How To Cook An Egg … with Vinegar

In a whirlpool of boiling water, there’s some alchemy involved when egg whites seize up, forming little cocoons encapsulating their precious yolk. Adding a capful of vinegar to the pot ups the overall acidity, increasing the rate at which ovalbumin (the predominant protein in albumen, aka “the egg white”) denatures, in turn, solidifying the shape of a poached egg much faster. Personally, I only remember using vinegar and eggs in tandem while preparing Paas or homemade dyes for multi-colored Easter Eggs — try combining onion skins and vinegar for fire engine red eggs for Greek Easter! More recently, I was exposed to “naked eggs”; the calcium carbonate shell of an unboiled egg eventually dissolves when submerged in vinegar while the rest of the egg stays intact! That said, I called on Ned Baldwin, chef/restaurateur of Houseman in New York City, to ask him his take on this chemistry when it comes to involving vinegar in cooking eggs. Baldwin wrote How To Dress An Egg: Surprising And Simple Ways To Cook Dinner, which is full of easy, yet masterful methodology on how to cook a single ingredient.  

 

He told me that when he poaches eggs, he goes light on the vinegar and uses apple cider vinegar, rather than the usual white distilled to avoid adding too much of the acetic flavor. “ Then doused in brown butter hollandaise, you don’t really taste [the vinegar in the poaching liquid] anyways.”

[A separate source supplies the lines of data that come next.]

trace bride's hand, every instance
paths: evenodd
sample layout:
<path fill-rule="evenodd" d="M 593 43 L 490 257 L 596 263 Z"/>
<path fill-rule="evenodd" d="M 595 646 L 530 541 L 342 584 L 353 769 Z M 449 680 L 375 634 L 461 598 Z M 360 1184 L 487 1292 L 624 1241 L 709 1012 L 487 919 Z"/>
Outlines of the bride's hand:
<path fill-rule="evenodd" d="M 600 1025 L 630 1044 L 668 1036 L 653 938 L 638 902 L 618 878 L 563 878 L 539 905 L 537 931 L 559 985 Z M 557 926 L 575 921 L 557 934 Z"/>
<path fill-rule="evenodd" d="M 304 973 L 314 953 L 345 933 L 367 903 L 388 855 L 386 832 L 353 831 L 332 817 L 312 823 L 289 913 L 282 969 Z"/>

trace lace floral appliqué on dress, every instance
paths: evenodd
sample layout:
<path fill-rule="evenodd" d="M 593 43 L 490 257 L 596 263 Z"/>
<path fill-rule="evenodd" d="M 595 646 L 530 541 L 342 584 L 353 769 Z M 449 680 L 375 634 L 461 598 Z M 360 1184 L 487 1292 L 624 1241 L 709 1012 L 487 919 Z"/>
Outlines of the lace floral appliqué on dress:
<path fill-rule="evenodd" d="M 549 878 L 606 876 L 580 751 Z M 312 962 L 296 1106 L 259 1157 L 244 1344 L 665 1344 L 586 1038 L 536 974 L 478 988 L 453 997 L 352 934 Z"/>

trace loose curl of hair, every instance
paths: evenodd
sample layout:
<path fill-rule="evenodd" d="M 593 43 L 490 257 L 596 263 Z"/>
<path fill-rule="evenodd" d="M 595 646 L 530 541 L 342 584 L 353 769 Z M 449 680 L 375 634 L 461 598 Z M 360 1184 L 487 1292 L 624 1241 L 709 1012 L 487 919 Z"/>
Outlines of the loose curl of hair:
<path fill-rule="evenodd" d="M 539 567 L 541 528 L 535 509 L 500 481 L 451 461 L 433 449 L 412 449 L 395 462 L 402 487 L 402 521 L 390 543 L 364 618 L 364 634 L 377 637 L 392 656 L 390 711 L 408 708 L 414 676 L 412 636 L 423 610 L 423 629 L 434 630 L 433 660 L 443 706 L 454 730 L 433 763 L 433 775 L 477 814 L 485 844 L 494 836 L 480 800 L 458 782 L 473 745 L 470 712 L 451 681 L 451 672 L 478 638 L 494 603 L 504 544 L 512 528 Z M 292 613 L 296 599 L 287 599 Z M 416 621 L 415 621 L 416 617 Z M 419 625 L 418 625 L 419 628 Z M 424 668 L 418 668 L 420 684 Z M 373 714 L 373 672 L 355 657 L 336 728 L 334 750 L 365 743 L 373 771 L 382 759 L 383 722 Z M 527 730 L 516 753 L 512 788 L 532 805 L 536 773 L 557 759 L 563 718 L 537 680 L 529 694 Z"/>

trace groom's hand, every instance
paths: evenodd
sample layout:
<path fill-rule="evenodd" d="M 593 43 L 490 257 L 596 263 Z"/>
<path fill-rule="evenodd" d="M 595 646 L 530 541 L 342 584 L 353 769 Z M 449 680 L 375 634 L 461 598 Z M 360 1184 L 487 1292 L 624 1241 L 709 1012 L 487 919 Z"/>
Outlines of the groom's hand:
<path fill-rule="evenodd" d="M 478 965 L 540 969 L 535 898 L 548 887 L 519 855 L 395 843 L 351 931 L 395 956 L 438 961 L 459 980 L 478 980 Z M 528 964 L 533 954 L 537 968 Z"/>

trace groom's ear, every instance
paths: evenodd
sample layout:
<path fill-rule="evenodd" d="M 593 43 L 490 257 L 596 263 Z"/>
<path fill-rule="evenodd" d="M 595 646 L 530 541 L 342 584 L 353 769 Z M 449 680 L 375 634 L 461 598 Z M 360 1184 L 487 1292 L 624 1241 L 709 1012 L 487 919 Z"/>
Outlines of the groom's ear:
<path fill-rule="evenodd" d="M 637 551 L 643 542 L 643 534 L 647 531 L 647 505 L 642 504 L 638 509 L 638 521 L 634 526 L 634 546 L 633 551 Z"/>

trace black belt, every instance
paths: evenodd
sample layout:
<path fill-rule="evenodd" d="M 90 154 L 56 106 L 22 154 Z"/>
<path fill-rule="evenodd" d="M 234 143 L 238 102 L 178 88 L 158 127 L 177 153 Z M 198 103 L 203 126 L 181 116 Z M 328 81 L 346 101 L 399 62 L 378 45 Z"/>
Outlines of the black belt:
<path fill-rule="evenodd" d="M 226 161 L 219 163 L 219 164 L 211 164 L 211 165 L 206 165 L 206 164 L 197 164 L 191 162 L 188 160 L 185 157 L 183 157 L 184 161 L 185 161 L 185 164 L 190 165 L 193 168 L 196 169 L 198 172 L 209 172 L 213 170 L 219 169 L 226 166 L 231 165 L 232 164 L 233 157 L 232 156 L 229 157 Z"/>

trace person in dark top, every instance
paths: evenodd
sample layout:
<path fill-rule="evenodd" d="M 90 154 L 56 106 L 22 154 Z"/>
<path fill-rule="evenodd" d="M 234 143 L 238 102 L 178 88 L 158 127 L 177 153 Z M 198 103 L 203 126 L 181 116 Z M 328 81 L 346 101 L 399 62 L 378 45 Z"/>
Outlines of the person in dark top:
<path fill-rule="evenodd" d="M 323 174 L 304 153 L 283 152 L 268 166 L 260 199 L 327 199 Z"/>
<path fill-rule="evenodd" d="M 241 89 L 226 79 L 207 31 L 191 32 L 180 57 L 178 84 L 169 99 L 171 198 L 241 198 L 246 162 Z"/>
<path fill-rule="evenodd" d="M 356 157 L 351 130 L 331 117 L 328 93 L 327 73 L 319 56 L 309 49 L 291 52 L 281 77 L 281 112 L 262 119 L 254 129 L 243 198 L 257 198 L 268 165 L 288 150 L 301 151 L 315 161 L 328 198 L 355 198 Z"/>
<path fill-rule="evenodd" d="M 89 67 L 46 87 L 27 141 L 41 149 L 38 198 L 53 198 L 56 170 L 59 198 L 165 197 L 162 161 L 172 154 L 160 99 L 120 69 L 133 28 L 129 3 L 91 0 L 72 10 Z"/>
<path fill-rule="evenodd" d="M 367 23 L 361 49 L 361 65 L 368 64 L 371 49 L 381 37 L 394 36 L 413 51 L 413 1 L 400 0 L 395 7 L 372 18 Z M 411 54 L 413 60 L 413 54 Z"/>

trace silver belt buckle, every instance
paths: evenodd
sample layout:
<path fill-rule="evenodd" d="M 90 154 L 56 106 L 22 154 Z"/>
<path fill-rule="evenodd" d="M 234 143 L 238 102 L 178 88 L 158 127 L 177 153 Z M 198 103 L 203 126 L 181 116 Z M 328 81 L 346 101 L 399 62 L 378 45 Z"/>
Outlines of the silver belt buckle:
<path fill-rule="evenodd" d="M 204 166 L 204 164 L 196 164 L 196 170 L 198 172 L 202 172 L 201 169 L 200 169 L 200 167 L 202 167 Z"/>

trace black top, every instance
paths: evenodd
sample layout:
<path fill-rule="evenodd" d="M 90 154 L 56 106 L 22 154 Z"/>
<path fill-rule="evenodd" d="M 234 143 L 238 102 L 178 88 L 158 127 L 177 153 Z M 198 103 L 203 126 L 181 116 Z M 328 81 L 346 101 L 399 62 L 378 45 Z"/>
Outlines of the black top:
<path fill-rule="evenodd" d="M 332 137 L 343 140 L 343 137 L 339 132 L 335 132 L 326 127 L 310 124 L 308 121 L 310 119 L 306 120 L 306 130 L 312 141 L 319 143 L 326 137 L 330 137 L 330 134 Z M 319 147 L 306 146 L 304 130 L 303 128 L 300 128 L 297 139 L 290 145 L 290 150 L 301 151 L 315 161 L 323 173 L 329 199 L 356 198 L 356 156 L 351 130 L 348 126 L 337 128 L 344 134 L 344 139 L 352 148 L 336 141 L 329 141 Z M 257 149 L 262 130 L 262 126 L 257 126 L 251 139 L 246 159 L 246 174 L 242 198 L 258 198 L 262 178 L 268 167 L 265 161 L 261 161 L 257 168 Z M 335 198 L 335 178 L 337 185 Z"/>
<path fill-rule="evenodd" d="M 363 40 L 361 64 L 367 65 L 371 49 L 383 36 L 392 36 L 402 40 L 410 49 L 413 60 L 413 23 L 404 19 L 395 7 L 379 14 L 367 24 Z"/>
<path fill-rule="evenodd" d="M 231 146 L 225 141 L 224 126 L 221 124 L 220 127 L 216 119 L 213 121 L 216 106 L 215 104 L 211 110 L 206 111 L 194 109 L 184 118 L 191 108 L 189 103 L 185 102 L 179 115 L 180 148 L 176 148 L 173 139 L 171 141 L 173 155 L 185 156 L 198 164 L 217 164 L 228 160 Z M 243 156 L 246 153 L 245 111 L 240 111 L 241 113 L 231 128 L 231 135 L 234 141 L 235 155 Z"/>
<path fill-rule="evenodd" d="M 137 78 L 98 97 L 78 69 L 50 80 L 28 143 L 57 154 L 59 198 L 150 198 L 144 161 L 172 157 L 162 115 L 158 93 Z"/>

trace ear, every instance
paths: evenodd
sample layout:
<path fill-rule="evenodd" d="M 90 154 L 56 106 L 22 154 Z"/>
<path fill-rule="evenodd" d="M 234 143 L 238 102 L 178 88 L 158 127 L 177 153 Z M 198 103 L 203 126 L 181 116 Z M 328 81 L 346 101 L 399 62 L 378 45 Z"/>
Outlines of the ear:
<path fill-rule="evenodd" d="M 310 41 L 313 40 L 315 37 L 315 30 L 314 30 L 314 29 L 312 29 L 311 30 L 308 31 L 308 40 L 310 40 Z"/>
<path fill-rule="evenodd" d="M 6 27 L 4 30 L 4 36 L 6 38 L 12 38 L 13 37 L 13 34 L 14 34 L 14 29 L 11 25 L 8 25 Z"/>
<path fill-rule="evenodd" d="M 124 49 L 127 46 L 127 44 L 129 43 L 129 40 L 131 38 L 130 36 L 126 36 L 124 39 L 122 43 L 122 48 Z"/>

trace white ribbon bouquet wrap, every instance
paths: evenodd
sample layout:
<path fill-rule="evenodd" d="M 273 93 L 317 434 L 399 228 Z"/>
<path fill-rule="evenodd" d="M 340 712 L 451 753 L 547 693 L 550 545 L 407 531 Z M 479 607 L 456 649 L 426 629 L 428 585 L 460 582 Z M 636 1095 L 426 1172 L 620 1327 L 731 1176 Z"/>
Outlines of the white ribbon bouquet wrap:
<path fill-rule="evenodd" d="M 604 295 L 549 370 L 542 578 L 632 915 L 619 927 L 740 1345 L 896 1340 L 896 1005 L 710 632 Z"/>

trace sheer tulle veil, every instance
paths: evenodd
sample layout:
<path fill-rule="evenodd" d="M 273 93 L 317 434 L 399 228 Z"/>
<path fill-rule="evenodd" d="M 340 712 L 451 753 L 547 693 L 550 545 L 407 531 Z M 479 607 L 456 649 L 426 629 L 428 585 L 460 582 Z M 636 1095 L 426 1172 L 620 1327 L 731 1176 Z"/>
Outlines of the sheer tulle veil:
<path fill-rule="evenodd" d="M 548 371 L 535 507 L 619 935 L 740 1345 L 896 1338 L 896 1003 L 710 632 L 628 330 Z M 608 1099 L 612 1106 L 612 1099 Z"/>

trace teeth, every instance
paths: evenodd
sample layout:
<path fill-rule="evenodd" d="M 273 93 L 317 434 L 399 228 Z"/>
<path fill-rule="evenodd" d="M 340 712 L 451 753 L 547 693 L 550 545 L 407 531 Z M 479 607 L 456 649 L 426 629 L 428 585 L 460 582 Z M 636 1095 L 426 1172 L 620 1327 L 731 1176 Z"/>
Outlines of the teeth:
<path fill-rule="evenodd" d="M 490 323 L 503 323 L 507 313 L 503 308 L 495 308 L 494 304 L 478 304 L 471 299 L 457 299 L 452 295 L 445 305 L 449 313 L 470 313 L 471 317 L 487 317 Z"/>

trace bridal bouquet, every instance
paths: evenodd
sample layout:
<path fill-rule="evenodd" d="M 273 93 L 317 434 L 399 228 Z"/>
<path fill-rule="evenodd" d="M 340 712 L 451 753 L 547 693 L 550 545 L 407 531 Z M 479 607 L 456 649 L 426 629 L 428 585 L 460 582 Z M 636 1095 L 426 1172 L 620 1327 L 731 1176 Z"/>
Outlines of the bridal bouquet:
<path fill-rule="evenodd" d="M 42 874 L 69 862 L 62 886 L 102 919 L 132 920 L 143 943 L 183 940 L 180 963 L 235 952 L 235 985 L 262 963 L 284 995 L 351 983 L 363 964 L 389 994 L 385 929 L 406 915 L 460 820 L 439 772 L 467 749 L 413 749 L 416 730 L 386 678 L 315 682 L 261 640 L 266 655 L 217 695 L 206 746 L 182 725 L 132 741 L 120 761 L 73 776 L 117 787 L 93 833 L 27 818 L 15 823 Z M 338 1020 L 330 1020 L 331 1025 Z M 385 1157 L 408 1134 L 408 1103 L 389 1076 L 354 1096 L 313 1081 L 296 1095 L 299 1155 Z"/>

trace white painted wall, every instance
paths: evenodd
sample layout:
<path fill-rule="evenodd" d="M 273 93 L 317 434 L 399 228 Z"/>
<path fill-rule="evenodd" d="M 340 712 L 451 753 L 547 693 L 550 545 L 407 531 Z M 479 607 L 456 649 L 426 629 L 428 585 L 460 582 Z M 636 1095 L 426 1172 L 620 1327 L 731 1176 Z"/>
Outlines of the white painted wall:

Apple cider vinegar also plays a role in Baldwin’s hard boiled eggs. He observes the 7-minute philosophy, and cooks the whole eggs in a blend of 25% apple cider vinegar to 75% water, for structure and flavor, but not an abrasive amount of acid, with lots of salt, black pepper, bay leaves, and sugar to balance it out. The eggs are served at both dinner and brunch with anchovies, a parsley salad, and tk kind of bread.  They also make an appearance in his riff on a classic sauce gribiche: “We do a mayo on our steak and fries that has a ton of [these similarly] boiled eggs and tarragon vinegar,” he says. This isn’t so far off from deconstructed Deviled Eggs, which I’ve seen whipped up with additions of vinegar, Dijon mustard, and even hot sauce (the latter two condiments both contain vinegar, as explored in the hyperlinked Vinegar Professor articles). 

 

For my next egg-vestigation, I tried fried. In the same vein as poached, egg whites spread during sunny side up attempts as well, so I wondered whether vinegar would help there too. It does, limiting dispersion, for a more compact fried egg. As I assessed further, I remember while writing ACID TRIP: Travels in the World of Vinegar, that I came across one of the simplest, most eye-opening uses for vinegar and eggs. It’s called oeufs à l'assassin, or “murderer eggs”, adding a small spoonful of red wine vinegar over fried eggs (the red vinegar is supposed to symbolize blood). A ploy to get young French children to eat their eggs, it adds the acid an egg doesn’t inherently have, bringing out the true creaminess of the yolk. In an awesome iteration, I was able to find a white wine vinegar version from the par excellence Bistrot Paul Bert in Paris. There, proprietor Bertrand Auboyneau fries his egg in butter, and tops it with a creamy “vinaigrette” of sorts, flourished with a flurry of soft herbs.

1 tablespoon butter 

1 egg 

Salt and pepper 

2 tablespoons white wine vinegar

Chopped herbs, such as tarragon or parsley


Fry an egg as you would, with an ample knob of butter, over medium-high heat. Cook until the edges brown. Place on a warm plate and season with salt and pepper. While the pan is still hot, add the white wine vinegar and allow to reduce by half. Spoon over the egg and garnish with some herbs.

For my next egg-periment, I’m going to try a little vinegar in and/or atop my scrambled eggs, because, as they say, you have to break a few eggs to make an omelet — and open a few bottles of vinegar while you’re at it.